もえの決断
「もえ、さっき私たちが取り返した宝物…遺跡の欠片って私は呼んでるんだけど。…この欠片の真ん中をよーく見て?」
洞窟を出てしばらく歩いたところで足を止め、さくは遺跡の欠片と呼ばれる宝物をその場に置いた。あまり良く見てなくて、一見ガラクタのように見えたそれには、見たこともない模様が描かれていた。
「すごい…こんな模様は見たことがない。」
「でしょ?ある日、この海岸で拾ったんだけどさ…。私、この模様には秘密があると思うの。いつかはこの謎を解いてみせたい。そして…私はふと考えたんだ。…探検隊になりたいって。」
「探検隊?」
「うん。その探検隊になるには、修行を積まないとダメなんだけどね。そう思って、もえを助ける前にも、探検隊育成施設のギルドに行ったんだけど…私、意気地なしでさ…。」
そこまで言って、さくは遺跡の欠片を翼に抱いて、前を向いた。
「もえは…これからどうするの?」
そういえば…。しかし、この世界をよく知らない私に行くあてがあるはずがなかった。だからといって、ずっとこの海岸にいるわけにもいかないだろう。

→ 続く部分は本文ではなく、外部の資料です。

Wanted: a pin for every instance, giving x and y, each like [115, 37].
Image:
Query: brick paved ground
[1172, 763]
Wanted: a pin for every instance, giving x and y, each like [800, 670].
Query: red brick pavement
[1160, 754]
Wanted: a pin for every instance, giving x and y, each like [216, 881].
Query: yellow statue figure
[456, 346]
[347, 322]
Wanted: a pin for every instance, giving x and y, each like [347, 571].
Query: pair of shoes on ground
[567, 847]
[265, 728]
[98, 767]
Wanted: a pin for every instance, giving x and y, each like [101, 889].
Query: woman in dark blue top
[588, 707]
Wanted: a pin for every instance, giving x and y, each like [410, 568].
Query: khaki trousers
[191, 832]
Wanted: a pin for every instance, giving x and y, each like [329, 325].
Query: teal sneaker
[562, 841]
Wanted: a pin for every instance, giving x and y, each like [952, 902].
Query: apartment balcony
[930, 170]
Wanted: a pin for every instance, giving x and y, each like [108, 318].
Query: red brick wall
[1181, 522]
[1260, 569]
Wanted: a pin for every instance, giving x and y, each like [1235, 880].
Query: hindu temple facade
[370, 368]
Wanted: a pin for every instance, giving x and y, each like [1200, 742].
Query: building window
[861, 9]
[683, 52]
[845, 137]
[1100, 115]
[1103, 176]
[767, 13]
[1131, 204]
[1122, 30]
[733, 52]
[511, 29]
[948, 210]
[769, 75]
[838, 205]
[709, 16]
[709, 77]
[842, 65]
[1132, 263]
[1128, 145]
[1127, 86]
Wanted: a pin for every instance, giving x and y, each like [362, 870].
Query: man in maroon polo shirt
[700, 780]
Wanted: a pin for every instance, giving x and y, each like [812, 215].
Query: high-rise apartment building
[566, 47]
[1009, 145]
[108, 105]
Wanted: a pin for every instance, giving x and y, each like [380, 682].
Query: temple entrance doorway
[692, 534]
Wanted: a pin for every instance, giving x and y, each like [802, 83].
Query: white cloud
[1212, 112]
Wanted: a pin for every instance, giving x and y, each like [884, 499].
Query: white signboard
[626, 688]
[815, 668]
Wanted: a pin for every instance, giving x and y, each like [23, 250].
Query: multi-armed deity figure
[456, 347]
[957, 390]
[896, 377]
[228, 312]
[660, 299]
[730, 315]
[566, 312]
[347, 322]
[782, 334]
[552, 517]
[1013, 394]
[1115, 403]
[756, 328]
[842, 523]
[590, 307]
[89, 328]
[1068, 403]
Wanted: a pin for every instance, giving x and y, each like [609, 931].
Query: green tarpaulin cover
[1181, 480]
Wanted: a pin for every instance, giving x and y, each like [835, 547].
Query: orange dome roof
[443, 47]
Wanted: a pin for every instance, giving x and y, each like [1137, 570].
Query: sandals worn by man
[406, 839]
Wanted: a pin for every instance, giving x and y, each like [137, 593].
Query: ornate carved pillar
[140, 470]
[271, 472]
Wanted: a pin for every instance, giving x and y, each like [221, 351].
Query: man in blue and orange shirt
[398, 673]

「あのさ…よかったら、私と探検隊組んでくれないかな…?」
さくの言葉に、私はびっくりした。私が…探検隊を?でも…私に探検隊なんてできるのだろうか。そもそも、この世界をよく知らない私は足を引っ張ることになるのではないか。でも…。行くあてがないなら、とりあえずはこのさくと一緒にいるのがいいのかもしれない。
「私…もえとなら探検隊やっていける気がするの。お願い…一緒にやって?」
「分かった…私、さくと探検隊やるよ。」
私は、決断した。
「ホント!?ありがとう!!私たち、絶対いいコンビになるよ!!もえ、よろしくね!!」
かくして、私は探検隊の道を、さくと歩むことになったのだったーーー。